Mengenal Goa Batu Hapu di Tapin, Ladang Sejarah Geologi

Goa Batu Hapu

PONTIANAK, borneoreview.co – Goa Batu Hapu di Kabupaten Tapin tidak sekadar menjadi destinasi wisata, gua ini juga menjadi ladang peneltian khususnya untuk kajian sejarah geologi.

Pasalnya, Goa Batu Hapu ini dipercaya terbentuk secara alami dalam waktu yang cukup lama. Artinya, destinasi wisata ini juga menyimpan sejarah panjang.

Memang, andalan wisata di Kalimantan Selatan ini mulai eksis sejak 1970. Tapi, bebatuan di Goa Batu Hapu merupakan bentukan dari zaman purba.

Melansir berbagai sumber, Senin (20/10/2025), Goa Batu Hapu ini merupakan salah satu geosite Geopark Meratus dan masih terjaga eksistensinya hingga sekarang dengan keunikan yang memesona.

Goa Batu Hapu secara geologi berada di kawasan cekungan Barito, yaitu formasi berai yang berumur oligosen-miosen awal (16-36,5 juta tahun lalu).

Secara historis Goa Batu Hapu juga serupa dengan Goa Baramban Kecamatan Piani, Tapin.

Nah, Goa Batu Hapu ini berada di Desa Batu Hapu, Kecamatan Hatungun, Kabupaten Tapin.

Secara umum, Kecamatan Hatungun merupakan dataran tinggi, rata-rata ketinggian dari 50-500 meter di atas permukaan laut.

Yang jelas, begitu memasuki mulut gua, mata langsung disuguhi dengan pemandangan takjub melihat akses masuk menyerupai gerbang raksasa yang luas dan atap berhias stalaktit yang runcing ke bawah.

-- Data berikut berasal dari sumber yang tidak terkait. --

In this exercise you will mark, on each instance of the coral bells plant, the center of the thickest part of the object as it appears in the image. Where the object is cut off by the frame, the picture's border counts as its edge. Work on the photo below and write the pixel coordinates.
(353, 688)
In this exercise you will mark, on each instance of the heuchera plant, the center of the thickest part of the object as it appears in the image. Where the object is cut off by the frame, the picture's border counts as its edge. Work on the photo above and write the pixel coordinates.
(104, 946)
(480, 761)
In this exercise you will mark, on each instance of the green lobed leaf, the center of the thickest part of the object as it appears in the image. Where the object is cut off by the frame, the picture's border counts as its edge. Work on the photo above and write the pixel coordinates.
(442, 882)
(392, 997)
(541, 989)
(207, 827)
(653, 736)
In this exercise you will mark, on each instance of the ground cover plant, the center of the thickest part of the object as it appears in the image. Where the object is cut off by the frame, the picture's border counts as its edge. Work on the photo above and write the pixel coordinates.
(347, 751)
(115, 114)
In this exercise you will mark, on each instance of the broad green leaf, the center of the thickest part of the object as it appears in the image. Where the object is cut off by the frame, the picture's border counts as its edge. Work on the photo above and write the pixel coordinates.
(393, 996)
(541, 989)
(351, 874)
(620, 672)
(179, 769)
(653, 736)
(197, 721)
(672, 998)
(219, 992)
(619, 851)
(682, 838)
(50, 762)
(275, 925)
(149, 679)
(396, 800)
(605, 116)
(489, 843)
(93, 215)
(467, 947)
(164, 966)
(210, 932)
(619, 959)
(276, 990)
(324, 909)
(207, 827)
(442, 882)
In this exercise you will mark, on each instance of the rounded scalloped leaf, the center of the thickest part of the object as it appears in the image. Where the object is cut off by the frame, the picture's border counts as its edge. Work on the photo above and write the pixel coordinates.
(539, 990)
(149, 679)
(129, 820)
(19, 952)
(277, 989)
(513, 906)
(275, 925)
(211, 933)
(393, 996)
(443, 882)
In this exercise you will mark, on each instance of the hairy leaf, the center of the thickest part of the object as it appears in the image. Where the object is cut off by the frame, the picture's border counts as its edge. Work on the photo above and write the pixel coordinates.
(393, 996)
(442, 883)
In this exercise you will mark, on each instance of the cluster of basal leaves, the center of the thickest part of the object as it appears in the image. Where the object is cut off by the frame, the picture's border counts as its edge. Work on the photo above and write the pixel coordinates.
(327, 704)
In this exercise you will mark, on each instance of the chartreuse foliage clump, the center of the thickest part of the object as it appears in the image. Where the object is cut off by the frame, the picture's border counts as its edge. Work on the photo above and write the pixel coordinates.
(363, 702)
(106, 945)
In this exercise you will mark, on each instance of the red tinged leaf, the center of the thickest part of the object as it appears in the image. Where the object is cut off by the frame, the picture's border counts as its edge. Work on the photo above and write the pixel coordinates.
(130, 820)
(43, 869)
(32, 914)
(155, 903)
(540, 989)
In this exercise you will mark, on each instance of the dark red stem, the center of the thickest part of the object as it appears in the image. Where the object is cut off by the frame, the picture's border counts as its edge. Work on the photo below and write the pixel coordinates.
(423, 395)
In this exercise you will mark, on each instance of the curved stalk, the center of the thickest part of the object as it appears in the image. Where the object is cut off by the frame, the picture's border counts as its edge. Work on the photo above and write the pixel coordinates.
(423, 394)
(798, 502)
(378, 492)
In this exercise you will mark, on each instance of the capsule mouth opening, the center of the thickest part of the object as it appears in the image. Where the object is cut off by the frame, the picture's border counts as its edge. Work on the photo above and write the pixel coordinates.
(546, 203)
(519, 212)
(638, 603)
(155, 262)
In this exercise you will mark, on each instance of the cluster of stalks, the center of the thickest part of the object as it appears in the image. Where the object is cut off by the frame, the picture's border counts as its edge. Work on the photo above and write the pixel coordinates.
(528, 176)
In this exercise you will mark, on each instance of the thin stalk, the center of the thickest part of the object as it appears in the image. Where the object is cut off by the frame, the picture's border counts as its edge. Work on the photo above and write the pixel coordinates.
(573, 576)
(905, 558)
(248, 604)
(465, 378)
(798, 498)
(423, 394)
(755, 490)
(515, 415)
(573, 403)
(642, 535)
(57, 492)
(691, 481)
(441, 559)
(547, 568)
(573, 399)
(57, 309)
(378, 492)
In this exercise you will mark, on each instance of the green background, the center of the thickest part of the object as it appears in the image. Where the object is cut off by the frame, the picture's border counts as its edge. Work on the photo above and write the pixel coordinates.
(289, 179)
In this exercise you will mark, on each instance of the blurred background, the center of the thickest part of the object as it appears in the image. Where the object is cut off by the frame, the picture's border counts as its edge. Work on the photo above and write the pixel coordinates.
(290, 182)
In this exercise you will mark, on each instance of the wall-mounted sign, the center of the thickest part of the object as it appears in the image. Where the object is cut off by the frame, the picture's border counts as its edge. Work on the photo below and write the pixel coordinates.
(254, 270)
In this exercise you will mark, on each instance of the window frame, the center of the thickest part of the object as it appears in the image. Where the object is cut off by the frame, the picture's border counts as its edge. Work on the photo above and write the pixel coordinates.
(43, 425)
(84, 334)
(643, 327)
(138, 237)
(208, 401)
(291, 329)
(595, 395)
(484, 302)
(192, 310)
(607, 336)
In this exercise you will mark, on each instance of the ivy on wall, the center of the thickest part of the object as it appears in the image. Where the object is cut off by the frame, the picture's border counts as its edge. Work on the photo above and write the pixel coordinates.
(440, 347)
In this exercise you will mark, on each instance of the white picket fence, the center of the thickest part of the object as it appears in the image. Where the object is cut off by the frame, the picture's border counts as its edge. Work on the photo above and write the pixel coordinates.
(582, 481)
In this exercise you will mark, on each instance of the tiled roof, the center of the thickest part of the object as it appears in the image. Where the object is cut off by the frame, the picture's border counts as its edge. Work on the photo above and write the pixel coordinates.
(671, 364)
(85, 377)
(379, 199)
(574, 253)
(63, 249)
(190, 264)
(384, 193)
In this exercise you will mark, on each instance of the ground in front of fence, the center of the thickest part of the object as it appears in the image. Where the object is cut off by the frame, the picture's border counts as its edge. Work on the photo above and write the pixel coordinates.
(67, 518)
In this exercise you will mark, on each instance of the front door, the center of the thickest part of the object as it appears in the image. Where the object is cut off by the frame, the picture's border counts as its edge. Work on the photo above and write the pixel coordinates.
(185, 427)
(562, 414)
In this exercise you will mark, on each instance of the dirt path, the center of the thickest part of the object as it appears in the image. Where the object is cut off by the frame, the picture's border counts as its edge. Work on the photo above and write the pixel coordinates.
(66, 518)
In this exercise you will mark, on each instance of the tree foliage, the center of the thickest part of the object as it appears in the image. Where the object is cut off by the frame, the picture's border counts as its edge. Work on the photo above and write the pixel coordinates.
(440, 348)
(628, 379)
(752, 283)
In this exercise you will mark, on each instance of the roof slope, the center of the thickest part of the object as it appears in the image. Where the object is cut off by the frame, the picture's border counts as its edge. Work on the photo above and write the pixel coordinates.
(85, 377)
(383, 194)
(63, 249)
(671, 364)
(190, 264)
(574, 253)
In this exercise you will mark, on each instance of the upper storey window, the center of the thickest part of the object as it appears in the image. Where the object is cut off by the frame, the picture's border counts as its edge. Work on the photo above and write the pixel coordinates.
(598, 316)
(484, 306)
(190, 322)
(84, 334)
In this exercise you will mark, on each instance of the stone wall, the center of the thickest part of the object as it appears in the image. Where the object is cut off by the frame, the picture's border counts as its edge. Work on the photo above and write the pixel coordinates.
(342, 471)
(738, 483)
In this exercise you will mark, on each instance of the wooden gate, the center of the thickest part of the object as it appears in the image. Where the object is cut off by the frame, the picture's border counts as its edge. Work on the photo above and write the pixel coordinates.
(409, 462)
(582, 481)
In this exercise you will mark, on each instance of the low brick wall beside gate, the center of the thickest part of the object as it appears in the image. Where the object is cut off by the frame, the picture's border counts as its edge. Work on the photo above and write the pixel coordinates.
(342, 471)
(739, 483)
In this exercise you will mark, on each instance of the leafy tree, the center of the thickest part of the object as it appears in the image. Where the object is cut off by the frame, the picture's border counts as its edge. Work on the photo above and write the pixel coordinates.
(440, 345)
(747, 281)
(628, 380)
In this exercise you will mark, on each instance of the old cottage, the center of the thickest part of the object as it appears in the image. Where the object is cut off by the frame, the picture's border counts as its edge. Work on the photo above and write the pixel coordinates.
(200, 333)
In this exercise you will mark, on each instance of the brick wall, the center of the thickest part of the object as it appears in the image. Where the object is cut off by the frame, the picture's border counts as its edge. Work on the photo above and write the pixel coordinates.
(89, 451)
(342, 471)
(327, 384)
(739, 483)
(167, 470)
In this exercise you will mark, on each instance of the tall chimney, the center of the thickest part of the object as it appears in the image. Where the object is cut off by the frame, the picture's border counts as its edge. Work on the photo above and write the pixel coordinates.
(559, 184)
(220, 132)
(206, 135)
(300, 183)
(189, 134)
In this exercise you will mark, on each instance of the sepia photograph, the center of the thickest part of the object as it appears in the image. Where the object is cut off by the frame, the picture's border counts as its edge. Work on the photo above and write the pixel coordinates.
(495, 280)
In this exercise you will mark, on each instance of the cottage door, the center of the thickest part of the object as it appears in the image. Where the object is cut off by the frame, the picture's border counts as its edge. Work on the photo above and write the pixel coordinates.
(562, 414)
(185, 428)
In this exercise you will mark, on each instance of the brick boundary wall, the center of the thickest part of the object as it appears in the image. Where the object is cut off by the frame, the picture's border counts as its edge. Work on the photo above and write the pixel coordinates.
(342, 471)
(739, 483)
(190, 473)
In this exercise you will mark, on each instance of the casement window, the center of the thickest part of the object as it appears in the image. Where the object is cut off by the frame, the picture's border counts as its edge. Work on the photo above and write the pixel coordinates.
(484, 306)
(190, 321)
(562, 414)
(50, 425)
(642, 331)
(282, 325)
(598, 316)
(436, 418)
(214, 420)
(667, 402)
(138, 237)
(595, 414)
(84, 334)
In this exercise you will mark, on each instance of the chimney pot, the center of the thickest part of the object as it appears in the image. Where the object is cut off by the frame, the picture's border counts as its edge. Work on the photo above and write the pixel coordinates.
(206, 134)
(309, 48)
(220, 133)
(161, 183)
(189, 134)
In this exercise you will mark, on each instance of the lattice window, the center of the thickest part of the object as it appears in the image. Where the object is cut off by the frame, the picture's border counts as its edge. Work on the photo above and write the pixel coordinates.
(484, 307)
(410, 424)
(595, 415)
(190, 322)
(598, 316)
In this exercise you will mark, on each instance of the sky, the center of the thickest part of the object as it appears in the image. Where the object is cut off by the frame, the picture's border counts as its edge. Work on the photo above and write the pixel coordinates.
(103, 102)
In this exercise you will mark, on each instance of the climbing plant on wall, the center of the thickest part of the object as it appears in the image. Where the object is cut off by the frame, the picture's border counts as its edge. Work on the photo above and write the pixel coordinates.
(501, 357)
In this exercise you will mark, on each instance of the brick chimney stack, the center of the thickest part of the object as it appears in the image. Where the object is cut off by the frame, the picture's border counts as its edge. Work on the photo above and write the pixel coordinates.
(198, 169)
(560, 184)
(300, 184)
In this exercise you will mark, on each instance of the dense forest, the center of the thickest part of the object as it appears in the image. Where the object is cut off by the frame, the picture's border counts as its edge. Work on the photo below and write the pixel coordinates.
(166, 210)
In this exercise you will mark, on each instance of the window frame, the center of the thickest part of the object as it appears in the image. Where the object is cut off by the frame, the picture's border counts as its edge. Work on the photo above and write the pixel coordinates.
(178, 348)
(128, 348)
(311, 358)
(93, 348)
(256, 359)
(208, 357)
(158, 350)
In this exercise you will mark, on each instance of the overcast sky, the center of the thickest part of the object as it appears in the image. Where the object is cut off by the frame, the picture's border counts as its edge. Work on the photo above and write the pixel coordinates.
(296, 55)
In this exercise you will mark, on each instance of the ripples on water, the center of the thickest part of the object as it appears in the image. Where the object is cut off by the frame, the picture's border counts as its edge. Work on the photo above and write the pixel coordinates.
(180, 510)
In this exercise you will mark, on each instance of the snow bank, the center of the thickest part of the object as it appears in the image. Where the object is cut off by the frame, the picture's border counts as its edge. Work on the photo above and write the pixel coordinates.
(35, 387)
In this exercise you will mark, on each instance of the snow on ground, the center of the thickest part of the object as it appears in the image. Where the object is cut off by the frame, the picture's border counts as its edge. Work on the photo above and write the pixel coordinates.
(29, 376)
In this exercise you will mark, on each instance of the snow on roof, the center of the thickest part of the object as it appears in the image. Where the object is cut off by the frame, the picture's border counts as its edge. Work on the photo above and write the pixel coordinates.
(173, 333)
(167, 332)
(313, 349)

Eksistensi Batu Hapu masih terjaga sejak era 1970 hingga sekarang. Banyak kunjungan ke tempat itu, baik sekadar rekreasi maupun penelitian sejarah geologi.

Daya tarik pengunjung datang ke wisata Goa Batu Hapu, salah satunya karena ada batuan karst yang berbentuk unik, yaitu stalaktit dan stalagmit.

Batuan itu terbentuk alami dengan proses yang sangat lama. Tetesan air terdengar di dalam gua yang menandakan salah satu proses pembentukan batuan tersebut sedang berlangsung.

Selain memiliki ruang yang besar, keelokan Goa Batu Hapu tambah memesona pada saat titik ray of light (rol) mendapatkan cahaya matahari di kisaran pukul 12.00-13.00 Wita.

Di momentum tersebut, cahaya masuk dari atas lubang gua, menembus kegelapan ruang hingga lantai.

Meski begitu, idealnya menyusuri dan mengamati seluruh gua menggunakan cahaya senter. Tapak demi tapak memerlukan waktu kurang lebih dua jam dan kehati-hatian karena jalur licin.

Di dalam gua, ada infrastruktur tambahan yang dibangun pemerintah daerah berupa tangga, fungsinya memudahkan pengunjung menyeberangi cekungan di dalam gua.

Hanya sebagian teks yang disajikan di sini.